Similarity measures and distances: Basic reference and examples for data science practitioners
Last updated:WIP Alert This is a work in progress. Current information is correct but more content may be added in the future.
Euclidean distance
$$ \text{dist}(\vec{x},\vec{y})=\sqrt{\sum^n_{i=1} (x_i - y_i)^2} $$
When to use
- When you have normalized vectors.
Manhattan distance
Also called "city-block" distance
$$ \text{dist}(\vec{x},\vec{y})=\sum^n_{i=1} |x_i - y_i| $$
Mahalanobis distance
$$ \text{dist}(\vec{x},\vec{y})= \sqrt{(\vec{x} - \vec{y})' {\rm \bf C}^{-1} (\vec{x} - \vec{y}) } $$
where \(\vec{x}\) and \(\vec{y}\) are two points from the same distribution which has covariance matrix \({\rm \bf C}\).
The Mahalanobis distance takes into account how spread apart points are in the dataset (i.e. the variance of the dataset) to weigh the absolute distance from one point to another.

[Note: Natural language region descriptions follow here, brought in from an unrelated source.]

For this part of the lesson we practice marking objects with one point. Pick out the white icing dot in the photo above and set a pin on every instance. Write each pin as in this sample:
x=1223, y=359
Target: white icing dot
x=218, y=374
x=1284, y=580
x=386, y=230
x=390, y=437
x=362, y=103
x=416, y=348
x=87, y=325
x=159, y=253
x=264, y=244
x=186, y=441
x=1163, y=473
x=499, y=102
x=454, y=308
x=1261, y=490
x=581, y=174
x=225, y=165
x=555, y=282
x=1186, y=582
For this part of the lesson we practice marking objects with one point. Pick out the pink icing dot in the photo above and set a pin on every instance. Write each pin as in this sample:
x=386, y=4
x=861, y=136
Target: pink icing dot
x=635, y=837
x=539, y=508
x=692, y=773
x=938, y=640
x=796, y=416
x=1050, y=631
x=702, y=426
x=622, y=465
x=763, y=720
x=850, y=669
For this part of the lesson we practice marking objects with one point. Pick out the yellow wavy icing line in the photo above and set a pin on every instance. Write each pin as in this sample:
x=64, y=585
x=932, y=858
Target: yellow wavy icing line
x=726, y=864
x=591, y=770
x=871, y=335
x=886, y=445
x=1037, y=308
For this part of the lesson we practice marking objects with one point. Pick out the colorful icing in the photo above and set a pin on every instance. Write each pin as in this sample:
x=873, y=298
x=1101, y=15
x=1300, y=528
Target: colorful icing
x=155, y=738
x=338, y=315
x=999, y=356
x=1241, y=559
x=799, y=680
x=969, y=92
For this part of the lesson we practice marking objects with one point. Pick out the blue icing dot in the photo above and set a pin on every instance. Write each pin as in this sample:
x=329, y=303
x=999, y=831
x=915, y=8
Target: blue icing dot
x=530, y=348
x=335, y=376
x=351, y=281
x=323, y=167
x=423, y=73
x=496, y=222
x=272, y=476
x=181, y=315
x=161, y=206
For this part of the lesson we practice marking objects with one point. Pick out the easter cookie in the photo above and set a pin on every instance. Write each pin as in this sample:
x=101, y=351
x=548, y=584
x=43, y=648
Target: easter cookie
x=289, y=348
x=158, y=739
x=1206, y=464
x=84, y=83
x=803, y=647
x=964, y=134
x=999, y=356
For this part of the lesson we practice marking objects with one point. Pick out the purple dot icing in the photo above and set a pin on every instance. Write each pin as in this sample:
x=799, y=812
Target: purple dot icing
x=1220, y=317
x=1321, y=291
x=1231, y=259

the Mahalanobis distance (right) may be a better and more
intuitive distance metric.
Source: UWaterloo Stats Wiki
Intuitively: an absolute distance of 2 in a dataset that's very compact (i.e. low-variance) is more significant than an absolute distance of 2 in a dataset where points are normally very much apart from each other (i.e. high variance).
When to use
- When your points are correlated
- When the covariance of the points is very far from spherical.
Notes
- The Mahalanobis distance corresponds to the Euclidean distance when the points are uncorrelated (i.e. when the covariance matrix is the identity matrix)
Cosine distance
$$ \text{dist}(\vec{x},\vec{y})=\frac{\vec{x} \bullet \vec{y}}{ \sqrt{\vec{x} \bullet \vec{x}} \sqrt{\vec{y} \bullet \vec{y}}} $$
where \(\bullet\) is the dot product between \(\vec{x}\) and \(\vec{y}\).
Cosine similarity measures the angle between two vectors in the vector space.
When to use
- When you do not want to take vector magnitudes into account, only their directions (for example, when using word frequencies to represent a document).
Notes
- Cosine distance is the same for normalized and unnormalized vectors.